The Magic have more cap flexibility for the years ahead than the Pistons do, but Orlando also brought in a veteran on a fairly lucrative contract who plays Vucevic’s position, just as Detroit did with Monroe and Smith. Yet there are few other similarities between Smith, whose faulty three-point shooting makes him a focal point for criticism, and Channing Frye, a career 38.5% marksman from behind the arc. Frye is also on a four-year, $32MM deal that’s almost half as expensive as Smith’s, and Frye’s contract is frontloaded, making it less of a burden as years go by.

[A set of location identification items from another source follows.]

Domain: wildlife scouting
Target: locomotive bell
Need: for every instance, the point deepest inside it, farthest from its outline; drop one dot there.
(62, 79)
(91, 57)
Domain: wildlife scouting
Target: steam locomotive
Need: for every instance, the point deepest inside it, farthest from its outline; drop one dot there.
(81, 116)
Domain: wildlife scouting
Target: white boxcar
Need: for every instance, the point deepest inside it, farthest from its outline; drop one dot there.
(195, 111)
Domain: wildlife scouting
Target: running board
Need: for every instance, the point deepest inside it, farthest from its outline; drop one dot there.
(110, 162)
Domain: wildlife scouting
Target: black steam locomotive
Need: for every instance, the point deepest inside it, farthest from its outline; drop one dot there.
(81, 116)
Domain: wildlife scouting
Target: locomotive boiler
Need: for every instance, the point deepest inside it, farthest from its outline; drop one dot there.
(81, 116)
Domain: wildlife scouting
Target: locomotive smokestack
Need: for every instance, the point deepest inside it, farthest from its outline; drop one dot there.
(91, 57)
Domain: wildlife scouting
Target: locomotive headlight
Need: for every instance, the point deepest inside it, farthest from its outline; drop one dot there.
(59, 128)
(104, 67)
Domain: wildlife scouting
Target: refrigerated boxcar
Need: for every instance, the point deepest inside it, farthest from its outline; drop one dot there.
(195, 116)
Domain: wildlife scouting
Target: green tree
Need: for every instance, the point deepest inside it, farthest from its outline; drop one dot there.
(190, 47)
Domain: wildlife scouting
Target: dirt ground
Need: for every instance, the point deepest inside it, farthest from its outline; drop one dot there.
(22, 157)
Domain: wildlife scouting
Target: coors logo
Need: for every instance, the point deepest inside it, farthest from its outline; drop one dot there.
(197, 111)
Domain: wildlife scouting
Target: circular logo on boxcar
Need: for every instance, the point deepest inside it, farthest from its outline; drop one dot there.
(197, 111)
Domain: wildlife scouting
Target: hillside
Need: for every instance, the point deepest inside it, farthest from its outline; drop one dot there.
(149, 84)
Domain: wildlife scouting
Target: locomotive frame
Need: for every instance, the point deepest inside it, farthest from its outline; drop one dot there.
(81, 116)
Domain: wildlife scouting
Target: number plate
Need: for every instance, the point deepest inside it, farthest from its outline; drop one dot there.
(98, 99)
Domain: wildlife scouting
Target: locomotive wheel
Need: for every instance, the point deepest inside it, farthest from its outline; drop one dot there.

Still, the Magic must be careful when they hand out extensions, since Vucevic is one of eight Orlando players on rookie scale contracts. They’ll have to be especially judicious when it comes to handing out a five-year extension, which would trigger the Designated Player rule and keep the team from giving out an extension of that length to any of its other guys on rookie scale contracts. It’s unlikely that the Magic will be able to retain every one of those former first-round picks long-term, so tough choices loom.
I suspect that Orlando will pass on an extension for Tobias Harris this year, as I explained earlier. Conversely, I predicted that the Magic would go for a four-year, $48MM extension with Vucevic, similar to what the Jazz and Derrick Favors settled on last fall. There were more unknowns with Favors, who had yet to assume a full-time starting role when he signed that extension, but Utah was in a similar position, with plenty of young players poised to come up for new deals in the years ahead. If either side were to balk at such an arrangement, it would be Vucevic, who might be unwilling to tether himself to a contract that would have the potential to become a bargain even before it took effect if his game takes a leap this year. It’s tough to argue that a player who’s not a prolific scorer or a stout defender is worth more than $12MM a year, but it seems reasonable to think that Vucevic’s decision will come down to whether he’s willing to gamble that he can add at least one of those distinctions to his résumé in the near future.